Pink in gender form Wikipedia

* In Western culture, the practice of assigning pink to an individual gender began in the 1920s. From then until the 1940s, pink was considered appropriate for boys because being related to red it was the more masculine and decided color, while blue was considered appropriate for girls because it was the more delicate and dainty color, or related to the Virgin Mary.Since the 1940s, the societal norm was inverted; pink became considered appropriate for girls and blue appropriate for boys, a practice that has continued into the 21st century.[17]

* Though the color pink has sometimes been associated with negative gender stereotypes, some feminists have sought to 'reclaim' it. For example, the Swedish radical feminist party Feminist Initiative and the American activist women's group Code Pink: Women for Peace use pink as their color.

* The pink ribbon is the international symbol of breast cancer awareness. Pink was chosen partially because it is so strongly associated with femininity.

* It has been suggested that females prefer pink because of a preference for reddish things like ripe fruits and healthy faces.

Interesting post! I have two sons, ages 3 and 4. Both of them prefer pink to any other color, although I don't know whether the younger one is just copying the older one. We took them to get shoes last year and they both threw tantrums when Daddy wouldn't let them try on the pink sparkly Barbie sandals - boys' shoes are just not as fun, I guess! In situations where we have a set of different colored toys or bowls or cups, I always have to hide the pink one if there is only one, or else they will fight over it. I don't know why they both love pink - it is my favorite color but we don't actually have a lot of pink things nor do I wear pink a lot.

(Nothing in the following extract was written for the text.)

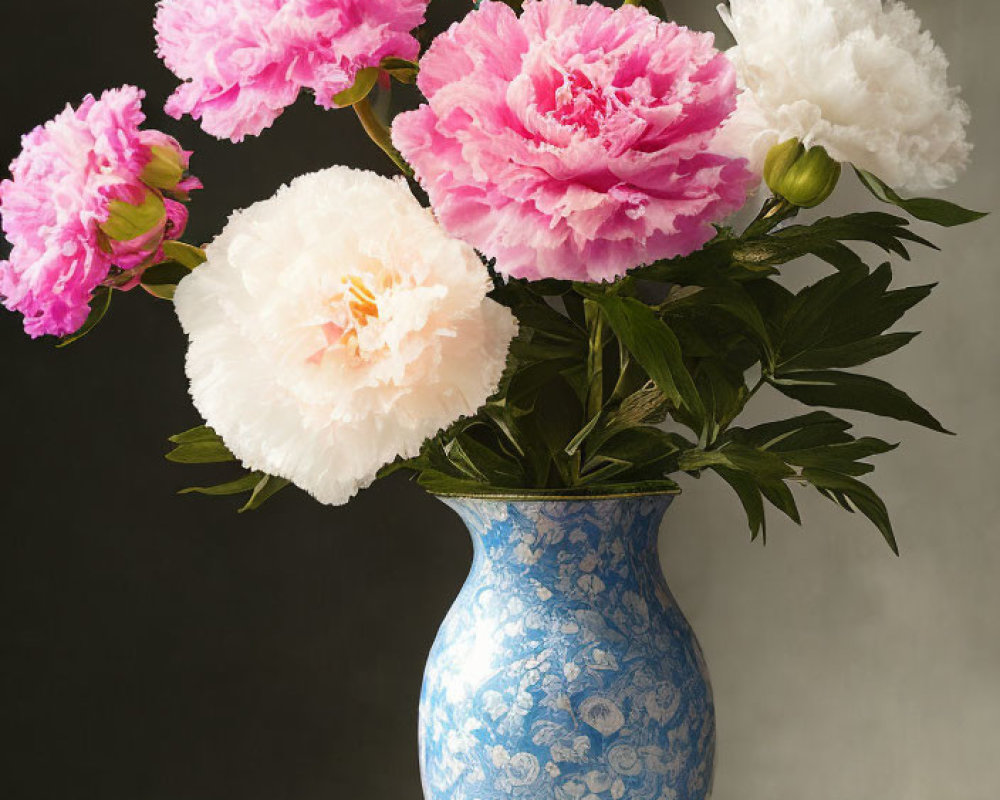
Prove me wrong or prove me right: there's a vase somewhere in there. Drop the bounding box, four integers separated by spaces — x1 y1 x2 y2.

According to Wikipedia, "In Western culture, the practice of assigning pink to an individual gender began in the 1920s.[13] From then until the 1940s, pink was considered appropriate for boys because being related to red it was the more masculine and decided color, while blue was considered appropriate for girls because it was the more delicate and dainty color, or related to the Virgin Mary.[14][15][16] Since the 1940s, the societal norm was inverted; pink became considered appropriate for girls and blue appropriate for boys, a practice that has continued into the 21st century."

Thanks for your comments, Anonymous and xiao-an! And thanks for pulling that this information about the color pink. Everybody seems to agree that pink used to be the boy color, I wonder what happened in the 1940's?

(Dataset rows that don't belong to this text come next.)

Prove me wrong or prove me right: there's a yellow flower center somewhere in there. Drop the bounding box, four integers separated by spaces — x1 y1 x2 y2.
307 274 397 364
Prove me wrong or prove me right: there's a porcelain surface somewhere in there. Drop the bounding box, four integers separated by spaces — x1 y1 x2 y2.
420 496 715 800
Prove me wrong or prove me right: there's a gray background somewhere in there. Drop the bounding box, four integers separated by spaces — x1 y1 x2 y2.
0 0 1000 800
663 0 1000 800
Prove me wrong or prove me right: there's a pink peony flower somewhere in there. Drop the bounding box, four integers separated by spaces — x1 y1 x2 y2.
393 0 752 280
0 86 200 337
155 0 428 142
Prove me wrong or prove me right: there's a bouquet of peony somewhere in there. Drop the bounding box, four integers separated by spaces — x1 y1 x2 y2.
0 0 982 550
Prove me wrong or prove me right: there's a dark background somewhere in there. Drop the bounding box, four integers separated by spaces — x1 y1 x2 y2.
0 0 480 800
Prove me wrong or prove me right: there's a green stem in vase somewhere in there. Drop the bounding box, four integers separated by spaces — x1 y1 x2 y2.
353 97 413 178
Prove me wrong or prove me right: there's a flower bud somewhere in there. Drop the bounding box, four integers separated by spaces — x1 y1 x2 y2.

xiao-an, thanks for the input about your boys, that's really funny about the Barbie sandals!

Thanks, Julie, for instigating interesting thoughts. My comment grew into a post of it's own.

Shift Knob said...

Nice discussion here! Yawn has the point! Our thinking is that pink is for girls and blue for boys which is not always true. In fact, my guy friend has pink car which his proud of... :)

Anonymous said...

Red is a color associated with Valor. Pink, being the softer form of red, as stated already, was considered a more masculine color. You can still see this in Victorian style houses, older Courts, and other, more historical, areas in the US architecture.